Kwajalein is supposed to be very nice. I applied for a job there. You can only go there if you work there or are invited as a guest. You have to go through a formal U.S. background check/security clearance process.

I have stopped at Kwaj several times, but never off the plane. It's pretty odd coming across this Kansas town in the middle of the Pacific. And even funnier to read things like Lonely Planet on the lagoon. Shark infested nasty place, compared with the wonderful things they say about most lagoons. Of course most lagoons don't have IBM's landing in the middle of them periodically (not armed mostly), sent from California. What is supposed to be nice about it?
And Watsoff- might i remind you of Bali? Not so long ago, and not a foreign gov. And wasn't there a bomb going off in Mauritius or some other island starting with an M just a week or so ago?

Oh- and I think that there is still a local population that lives on a slightly outer island of Kwaj- horrible poverty and all put rushed of Kwaj itself in blindfold. Well, maybe a bit of an exaggeration but it is pretty awful if memory serves.

Hi 5Waldos: of course Bali ... but that's not the South Pacific (although I wouldn't be surprised if that doesn't eventually spread to West Papua as the now-banned Islamic fundamentalists have taken refuge there).

I guess I would agree that at this point, groups of tourists are not targeted as are groups of civilians in some places in the west at the moment. Although the Phillipines? Also not south pacific in fact (well, neither is Bikini for that matter). There are generally not the terrorists that we are becoming wary of on most of the islands. Although I have certainly seen my fair share of violence against tourists. And if we go back far enough, there were some very nasty interactions between natives and early visitors. But this is a bogus posting, and certainly home is every bit as dangerous as other places in the world. You are more apt to die of an accident near home (is it something like 1/2 mile?), and if you are a child, more apt to be abducted and brutalized by a family member or friends, and most apt to be murdered at any age by someone you know. So, the moral here is- get out and away from anyone you know as quickly as possible- they are all out to get you!

Uh- why isn't Bali, a part of the Spice Islands of fable and fantasy, part of the South Pacific? It is south. It is more or less in the Pacific. Probably in a sea or two- is it already the Indian Ocean by then? Just wondering.

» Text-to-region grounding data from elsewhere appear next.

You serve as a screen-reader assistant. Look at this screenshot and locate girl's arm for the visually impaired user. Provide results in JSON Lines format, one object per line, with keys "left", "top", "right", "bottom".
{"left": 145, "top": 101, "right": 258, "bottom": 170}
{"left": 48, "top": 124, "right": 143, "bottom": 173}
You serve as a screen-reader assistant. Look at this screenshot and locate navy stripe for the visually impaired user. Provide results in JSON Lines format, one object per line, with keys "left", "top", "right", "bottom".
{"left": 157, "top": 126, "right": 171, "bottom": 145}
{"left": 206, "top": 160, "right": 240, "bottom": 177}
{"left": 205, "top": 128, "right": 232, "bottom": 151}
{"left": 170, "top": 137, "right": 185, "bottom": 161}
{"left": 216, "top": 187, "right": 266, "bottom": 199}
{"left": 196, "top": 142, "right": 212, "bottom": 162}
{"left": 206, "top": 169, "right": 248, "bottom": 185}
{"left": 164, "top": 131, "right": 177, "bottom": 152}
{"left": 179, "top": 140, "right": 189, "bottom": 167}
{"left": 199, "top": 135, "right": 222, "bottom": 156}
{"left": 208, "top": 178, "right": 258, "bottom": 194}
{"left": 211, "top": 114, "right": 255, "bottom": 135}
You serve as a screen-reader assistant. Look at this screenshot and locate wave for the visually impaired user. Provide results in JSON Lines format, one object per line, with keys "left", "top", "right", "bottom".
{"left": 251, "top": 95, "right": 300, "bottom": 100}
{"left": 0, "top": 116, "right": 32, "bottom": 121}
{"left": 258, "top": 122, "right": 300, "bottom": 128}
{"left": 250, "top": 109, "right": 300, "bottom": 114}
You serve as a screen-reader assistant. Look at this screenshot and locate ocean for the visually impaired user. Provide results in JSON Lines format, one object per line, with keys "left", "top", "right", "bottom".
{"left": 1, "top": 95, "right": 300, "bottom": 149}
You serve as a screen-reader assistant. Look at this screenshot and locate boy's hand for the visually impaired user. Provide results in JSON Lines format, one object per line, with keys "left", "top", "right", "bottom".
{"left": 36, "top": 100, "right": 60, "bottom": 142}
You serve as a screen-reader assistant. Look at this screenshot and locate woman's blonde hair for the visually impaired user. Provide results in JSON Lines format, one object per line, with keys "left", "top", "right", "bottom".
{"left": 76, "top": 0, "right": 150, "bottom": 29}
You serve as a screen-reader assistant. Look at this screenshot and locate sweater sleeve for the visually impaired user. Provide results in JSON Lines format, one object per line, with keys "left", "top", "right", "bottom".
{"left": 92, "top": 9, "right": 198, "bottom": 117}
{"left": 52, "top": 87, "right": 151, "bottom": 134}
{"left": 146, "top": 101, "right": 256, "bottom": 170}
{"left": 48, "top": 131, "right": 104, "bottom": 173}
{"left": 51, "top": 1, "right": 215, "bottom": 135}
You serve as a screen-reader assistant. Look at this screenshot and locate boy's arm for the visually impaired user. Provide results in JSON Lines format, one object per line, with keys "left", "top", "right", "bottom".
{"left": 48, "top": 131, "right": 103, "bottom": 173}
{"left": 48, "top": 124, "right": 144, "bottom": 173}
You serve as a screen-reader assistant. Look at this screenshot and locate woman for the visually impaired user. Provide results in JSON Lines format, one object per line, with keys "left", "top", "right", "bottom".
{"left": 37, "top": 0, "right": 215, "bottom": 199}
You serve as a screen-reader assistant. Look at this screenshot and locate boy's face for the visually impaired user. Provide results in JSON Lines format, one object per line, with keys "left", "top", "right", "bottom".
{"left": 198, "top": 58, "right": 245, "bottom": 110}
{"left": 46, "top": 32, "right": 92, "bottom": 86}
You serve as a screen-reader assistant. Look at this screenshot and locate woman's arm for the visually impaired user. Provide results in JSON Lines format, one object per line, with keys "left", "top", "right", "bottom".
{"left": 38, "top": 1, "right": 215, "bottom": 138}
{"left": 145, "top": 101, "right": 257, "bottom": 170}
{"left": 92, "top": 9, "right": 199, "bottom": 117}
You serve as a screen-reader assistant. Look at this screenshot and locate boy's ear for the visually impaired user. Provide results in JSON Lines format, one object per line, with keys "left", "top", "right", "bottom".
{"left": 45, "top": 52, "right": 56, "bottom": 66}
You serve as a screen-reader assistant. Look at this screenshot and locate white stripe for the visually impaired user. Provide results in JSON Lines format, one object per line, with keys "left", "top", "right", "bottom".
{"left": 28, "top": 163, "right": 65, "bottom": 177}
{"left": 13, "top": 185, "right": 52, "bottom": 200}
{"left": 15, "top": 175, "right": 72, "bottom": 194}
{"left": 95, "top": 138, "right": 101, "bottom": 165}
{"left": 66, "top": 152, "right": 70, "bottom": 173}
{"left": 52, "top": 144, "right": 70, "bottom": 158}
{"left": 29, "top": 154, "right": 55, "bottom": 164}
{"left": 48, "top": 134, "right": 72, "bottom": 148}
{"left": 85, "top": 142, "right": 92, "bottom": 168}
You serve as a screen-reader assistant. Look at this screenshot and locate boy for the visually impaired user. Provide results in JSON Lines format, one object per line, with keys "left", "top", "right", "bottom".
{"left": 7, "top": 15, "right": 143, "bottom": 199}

I think as it's part of Indonesia it's not considered the South Pacific (or at least not the South Pacific as we refer to these days; Polynesia, Micronesia and Melanesia). Melanesian West Papua, although also part of Indonesia, is considered SP because of the native Papuans (who are now well-outnumbered by transmigrated Indonesians). But I could be totally of my head on this one.
I guess I'm lucky, though, as I've not encountered any violence against tourists in any of the SP nations I've been to (other than a bit of pilfering in Samoa & Solomons), but I have seen violence against each other, as it were. Even in Solomons during, and right after, the "troubles," visitors were not targets. But then street crime raised it's head and everyone, regardless of where they came from, became targets of - mostly - house break-ins (so again, not really a tourist thing either).
Had to laugh at the last line of your #28 post ... but it's sad that some people do seem to think that way.

But Micronesia is in fact the North Pacific. I think maybe that South Pacific is more a ideal than a place on the globe. Some enchanted evening and all.
I saw outsiders targeted- not tourists as such I guess. More ex-pats. Except for the petty kinds of crimes- theft and such. But I have seen some of the violence against the not-us.